A. Receiver operating characteristics curves (ROCs) and B. precision recall curves (PRCs) for the discrimination between COVID-19 positive participants (n=50) and negative participants (n=365) in the training set. The gray area shows one standard deviation from the mean of the ROCs/PRCs generated from 10-fold nested cross-validation on the training set and the red dashed line shows the results based on a Random Testing Allocation (RTA) model (the null model). C. The positivity rate of the diagnostic testing subpopulation as determined by ITA given a specific number of available diagnostic tests. The red dashed line displays the positivity rate/pre-test probability of an RTA (null) model. D. ROC and E. PRC for the discrimination between COVID-19 positive participants (n=13) and negative participants (n=92) in the test set. The red dashed line shows the results based on an RTA model. F. Positivity rate of the diagnostic testing subpopulation as determined by ITA given a specific number of available diagnostic tests. The red dashed line shows the positivity rate of an RTA (null) model.
Figure 4Prediction and ranking results of the ITA models on both the training (A-C) and test sets (D-F) for the participants with FHF wearable data.
A. Receiver operating characteristics curves (ROCs) and B. precision-recall curves (PRCs) for the discrimination between COVID-19 positive participants (n=33) and negative participants (n=184) in the training set. The gray area shows one standard deviation from the mean of the ROCs/PRCs generated from 10-fold nested cross-validation on the training set and the red dashed line shows the results based on a Random Testing Allocation (RTA) model (the null model).
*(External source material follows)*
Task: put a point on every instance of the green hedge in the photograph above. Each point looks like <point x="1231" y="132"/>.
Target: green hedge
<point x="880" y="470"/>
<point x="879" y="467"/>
C. The positivity rate of the diagnostic testing subpopulation as determined by ITA given a specific number of available diagnostic tests. The red dashed line displays the positivity rate/pre-test probability of an RTA (null) model. D. ROC and E. PRC for the discrimination between Covid-19 positive participants (n=7) and negative participants (n=56) in the test set. The red dashed line shows the results based on an RTA model. F. Positivity rate of the diagnostic testing subpopulation as determined by ITA given a specific number of available diagnostic tests. The red dashed line shows the positivity rate of an RTA (null) model.